External evaluations
In the midst of the positions put forward by the ex-FARC guerrillas and the ARN, on behalf of the State, there are control entities and civil society organizations that monitor the implementation of the Peace Agreement, whose analyses ponder the progress and pending tasks.
In the Third Report to Congress on the status of the implementation of the Peace Agreement presented to the Congress of the Republic, submitted last August, the Attorney General's Office expressed its concern about the ARN's vision of the National Reincorporation System (SNR), an instrument created with Conpes 3931 of 2018 to follow up on the reincorporation process of former FARC combatants.
According to the report of this control entity, five years after the signing of the Peace Agreement there is no "plan to advance in the formalization of the SNR, and, on the contrary, it is not perceived as a necessary instance for the implementation of the policy [...] In this sense, it is unknown that the creation of the SNR is a commitment that was consigned in the Conpes 3931 of 2018".

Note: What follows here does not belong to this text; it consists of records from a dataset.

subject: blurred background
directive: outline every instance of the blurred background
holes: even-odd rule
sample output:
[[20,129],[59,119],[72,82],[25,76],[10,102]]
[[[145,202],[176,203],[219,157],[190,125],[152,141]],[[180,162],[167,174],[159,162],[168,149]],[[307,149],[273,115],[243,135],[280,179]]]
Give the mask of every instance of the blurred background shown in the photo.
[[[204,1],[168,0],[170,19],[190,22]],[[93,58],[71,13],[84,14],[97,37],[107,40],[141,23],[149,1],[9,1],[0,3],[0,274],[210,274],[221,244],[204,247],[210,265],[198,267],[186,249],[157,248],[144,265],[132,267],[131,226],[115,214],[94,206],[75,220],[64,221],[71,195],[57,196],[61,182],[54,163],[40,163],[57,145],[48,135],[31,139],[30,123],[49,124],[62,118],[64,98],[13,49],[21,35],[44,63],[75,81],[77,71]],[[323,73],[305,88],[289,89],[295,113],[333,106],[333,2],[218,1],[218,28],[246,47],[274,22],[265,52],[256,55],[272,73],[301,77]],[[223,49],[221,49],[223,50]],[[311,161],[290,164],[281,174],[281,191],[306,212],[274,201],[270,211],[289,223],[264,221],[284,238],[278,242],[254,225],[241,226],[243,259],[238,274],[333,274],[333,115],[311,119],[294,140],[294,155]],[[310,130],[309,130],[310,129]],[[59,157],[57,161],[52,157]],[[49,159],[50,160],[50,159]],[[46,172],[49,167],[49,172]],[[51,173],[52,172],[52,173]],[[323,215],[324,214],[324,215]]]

In addition to this, the Attorney General's Office was concerned that "the actions of the ARN continue to expand without having a formal instrument that guarantees the accompaniment of the competent institutions to assist the communities, as this control body has reiterated in past reports to Congress and in other instances".
The Public Ministry highlighted some achievements of the implementation, such as the regulations governing access to housing, the approval of the long-term social and economic reincorporation route, the consolidation of the ETCRs, the land purchase processes and the development of their productive projects.
However, it reiterated the "call to guarantee an impact and improvement in the quality of life of people in the reincorporation process and their families, for which it emphasizes, the importance of having an instrument to measure the impact of public policy and thus identify aspects to be strengthened in the social offer of the State", in reference to the National Reincorporation System.
The subject was taken up again, in its last quarterly analysis, by the Kroc Institute of the University of Notre Dame, for the period July-September of this year. This institution also highlighted the achievements so far, but indicated that "the construction and implementation of the National Reincorporation System (SNR) for the articulation and follow-up of the programs, plans and projects of the reincorporation process" is yet to be completed.
The former guerrilla leader summarizes what is required to strengthen the reincorporation process for the coming years: "it is necessary to join actions, efforts of the whole Colombian society, change the correlation of forces, strengthen the emotion of peace to advance on a clearer path".